Le Marche region – not the New Tuscany!
Many people have written about Le Marche being the new Tuscany. Personally, we find this phrase slightly crass and are only writing about the subject to raise the debate a notch and to shamelessly draw visitors to Le Marche and the wealth of information that we have put together about Le Marche region.
We understand that Tuscany has a particular allure and appeal to the Italiophile and traveller, but surely comparing Marche to Tuscany demeans both Tuscany in having clones out there and Marche in having no identity of its own. The Guardian wrote in 2001
“There are similarities, but the Marche region’s appeal lies in its difference. The Marche is on the same latitude as much of Tuscany and Umbria but has been isolated by geography and history. It is cut off from western Italy by the Apennines, and from the sixteenth to the late-nineteenth century was the private territory of the Vatican. Papal rule had its faults, but it was a wonderful preserver of medieval towns. To anyone who has risked all on the Amalfi coast road or tried to find the hidden parking spaces of Florence, the quiet of the Marche’s interior is an astonishment and a relief”
The Marche can seem very like the the new Tuscany. But in two respects it is distinct. The one developed area is the Adriatic coastal strip – and many in the travel business are snotty about its unsophisticated charms.

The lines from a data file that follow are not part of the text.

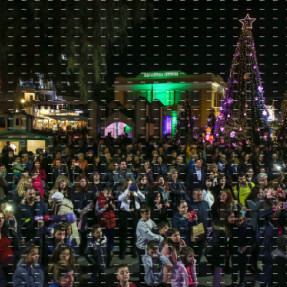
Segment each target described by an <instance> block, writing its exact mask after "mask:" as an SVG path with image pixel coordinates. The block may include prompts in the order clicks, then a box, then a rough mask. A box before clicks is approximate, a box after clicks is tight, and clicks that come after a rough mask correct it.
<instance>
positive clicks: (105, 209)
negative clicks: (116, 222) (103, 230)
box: [97, 193, 116, 229]
mask: <svg viewBox="0 0 287 287" xmlns="http://www.w3.org/2000/svg"><path fill="white" fill-rule="evenodd" d="M97 202H98V207H99V209H100V210H104V211H103V212H102V213H101V214H100V215H99V216H98V222H99V224H100V225H101V226H102V227H104V228H108V229H111V228H115V227H116V216H115V212H114V209H113V208H112V206H111V204H112V203H113V200H112V199H109V201H108V200H107V198H106V197H105V196H104V194H103V193H101V194H100V196H99V199H98V201H97ZM107 204H109V207H108V208H107V209H104V206H105V205H107Z"/></svg>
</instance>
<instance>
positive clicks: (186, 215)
mask: <svg viewBox="0 0 287 287" xmlns="http://www.w3.org/2000/svg"><path fill="white" fill-rule="evenodd" d="M191 216H192V215H191V214H190V213H186V214H185V215H184V216H183V217H185V218H187V219H189V218H190V217H191Z"/></svg>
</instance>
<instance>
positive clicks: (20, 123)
mask: <svg viewBox="0 0 287 287" xmlns="http://www.w3.org/2000/svg"><path fill="white" fill-rule="evenodd" d="M22 125H23V119H21V118H16V126H22Z"/></svg>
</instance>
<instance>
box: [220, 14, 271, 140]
mask: <svg viewBox="0 0 287 287" xmlns="http://www.w3.org/2000/svg"><path fill="white" fill-rule="evenodd" d="M255 20H256V19H255V18H250V17H249V15H248V14H247V16H246V17H245V18H244V19H241V20H240V22H241V23H242V32H241V35H240V37H239V40H238V42H237V46H236V49H235V54H234V58H233V62H232V66H231V69H230V75H229V79H228V83H227V87H226V91H225V98H224V100H223V102H222V104H221V107H220V113H219V116H218V118H217V121H216V125H215V137H216V138H220V139H224V140H225V141H226V140H228V139H231V140H236V139H240V140H252V141H253V142H255V143H259V142H260V141H261V140H262V139H263V138H264V135H265V138H266V134H267V135H268V136H269V126H268V122H267V118H268V112H267V109H266V106H265V99H264V97H263V94H264V89H263V85H262V79H261V76H260V72H259V65H258V62H257V58H256V50H255V43H254V39H253V35H252V23H253V22H254V21H255Z"/></svg>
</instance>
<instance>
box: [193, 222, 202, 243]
mask: <svg viewBox="0 0 287 287" xmlns="http://www.w3.org/2000/svg"><path fill="white" fill-rule="evenodd" d="M190 231H191V232H190V233H191V238H190V239H191V241H192V242H199V241H201V240H202V239H203V238H204V237H205V230H204V226H203V223H202V222H201V223H199V224H197V225H194V226H191V227H190Z"/></svg>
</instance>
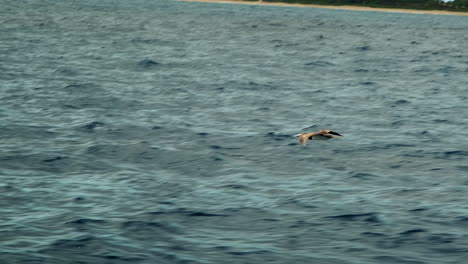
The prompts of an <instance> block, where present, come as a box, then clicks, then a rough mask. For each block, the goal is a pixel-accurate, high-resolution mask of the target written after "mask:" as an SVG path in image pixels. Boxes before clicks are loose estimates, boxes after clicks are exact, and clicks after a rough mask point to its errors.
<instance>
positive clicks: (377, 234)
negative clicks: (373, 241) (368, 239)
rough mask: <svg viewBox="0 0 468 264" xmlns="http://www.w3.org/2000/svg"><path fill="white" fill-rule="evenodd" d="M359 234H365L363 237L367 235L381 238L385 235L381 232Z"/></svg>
mask: <svg viewBox="0 0 468 264" xmlns="http://www.w3.org/2000/svg"><path fill="white" fill-rule="evenodd" d="M361 235H362V236H365V237H369V238H382V237H386V235H385V234H382V233H375V232H362V233H361Z"/></svg>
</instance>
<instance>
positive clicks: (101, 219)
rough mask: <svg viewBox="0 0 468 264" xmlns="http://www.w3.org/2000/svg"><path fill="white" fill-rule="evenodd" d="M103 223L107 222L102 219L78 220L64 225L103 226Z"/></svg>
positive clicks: (73, 220) (71, 221) (89, 218)
mask: <svg viewBox="0 0 468 264" xmlns="http://www.w3.org/2000/svg"><path fill="white" fill-rule="evenodd" d="M104 223H107V221H106V220H102V219H91V218H78V219H75V220H72V221H68V222H65V224H76V225H84V224H104Z"/></svg>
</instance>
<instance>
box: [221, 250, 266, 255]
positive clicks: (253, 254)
mask: <svg viewBox="0 0 468 264" xmlns="http://www.w3.org/2000/svg"><path fill="white" fill-rule="evenodd" d="M227 253H228V254H230V255H234V256H244V255H265V254H271V253H272V252H271V251H268V250H252V251H229V252H227Z"/></svg>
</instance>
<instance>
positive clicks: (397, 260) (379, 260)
mask: <svg viewBox="0 0 468 264" xmlns="http://www.w3.org/2000/svg"><path fill="white" fill-rule="evenodd" d="M373 259H374V260H375V261H377V263H388V264H396V263H398V264H426V263H425V262H424V261H418V260H407V259H405V258H403V257H394V256H377V257H374V258H373Z"/></svg>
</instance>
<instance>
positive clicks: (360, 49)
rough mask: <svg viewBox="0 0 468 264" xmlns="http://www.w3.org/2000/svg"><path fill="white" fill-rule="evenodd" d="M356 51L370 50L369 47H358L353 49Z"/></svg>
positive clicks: (361, 46) (364, 46)
mask: <svg viewBox="0 0 468 264" xmlns="http://www.w3.org/2000/svg"><path fill="white" fill-rule="evenodd" d="M355 49H356V50H358V51H368V50H370V46H359V47H356V48H355Z"/></svg>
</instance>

The Marche’s resorts are made up of small, family hotels and restaurants which are a hangover from the Fifties, when Italians would move to the beaches for half the summer…..then there are the Apennines which are largely ignored by English mountaineers.
The Sibillini Alps are a wild place draped around the Piano Grande – a gigantic meadow, 16km square, with high peaks on all sides. From May to July it is carpeted with reds, yellows, oranges and purples from poppies and other wild flowers, and the crocuses and lentils grown by the mountain villagers. It’s poetic, sublime, an impressionist painting in nature; it’s every travel cliché you’ve read”
In 2005 the New York Times also wrote a similar lengthy article about Le Marche being a new Tuscany. See how it waxed lyrical about the region…..
“Seasoned travelers have begun casting about elsewhere for that authentic experience. …people are heading to the calf of Italy’s boot, to Le Marche, a small, diverse province rising from the Adriatic Sea to the 6,000-foot peaks of the Apennines.
In between lies a Tuscan-like rumple of lavender fields, sunflower fields and vineyards spread across hills that hump off toward every horizon like a patchwork quilt on an unmade bed. In 2003, according to the Italian National Institute of Statistics, Le Marche had just 7 percent as many visits by foreigners as Tuscany”
A unique Le Marche experience
The years since these articles have seen a steady rise in the number of tourists to Le Marche but most holiday makers still remark on the slow pace of life and the lack of crowds and traffic when compared to Toscana.
For those intrepid visitors who stray east of Tuscany region on the Italian map and find Le Marche, many comment on the wonderful value for money and the friendliness of the locals and of a landscape and people unscathed by the ravages of modern life, consumerism and mass tourism.
Localism Le Marche style
The Marchigiani are a people with a strong sense of “campanilsmo” or loyalty to customs and cultures, they rarely move away from the area and their bonds with the land (many are still farmers or have small-holdings). Look at the objectives of the burgeoning transition town movement and you will find that these attributes have always existed here.
The community keep things local, they share skills and food and commune on the daily passegiata or when chattering in the bar. Most inhabitants shop locally to keep money flowing through the small communities and there is a focus on self-sufficiency and the provenance of food.
In fact, if you go into a butchers, they will often be able to tell you where and when the animal was slaughtered and on which farm it was reared.
The Le Marche focus on tradition has often been at the expense of change and whilst this has affected the promotion of travel and tourism to the area, it has thankfully meant that the Marche region has not slavishly followed trends and the visitor has a unique and different experience in every village.
The Marche region like Tuscany has seen its share of war and hardship and the local people appreciate their new found tranquility, this peace and the harmony with nature lends the locals a certain spirituality and allows them to stop and chat away from the avaricious demands of our modern age.
The New York Times article goes on to say:
Wandering through these towns, barely mentioned in any guidebook, becomes a highlight of the trip, with the midmorning torpor of their tidy town squares, the proud butcher shops hung with homemade salami, the deliciously crooked little streets that lead nowhere that we’re headed – and so we take them.
In every town, matrons in headscarves and support hose and cardigans waddle up the cobbles with grocery bags, as if they’re leaving central casting instead of the negozio di alimentari. Surprised by visitors, they return our smiles with smiles, and a “Salve!”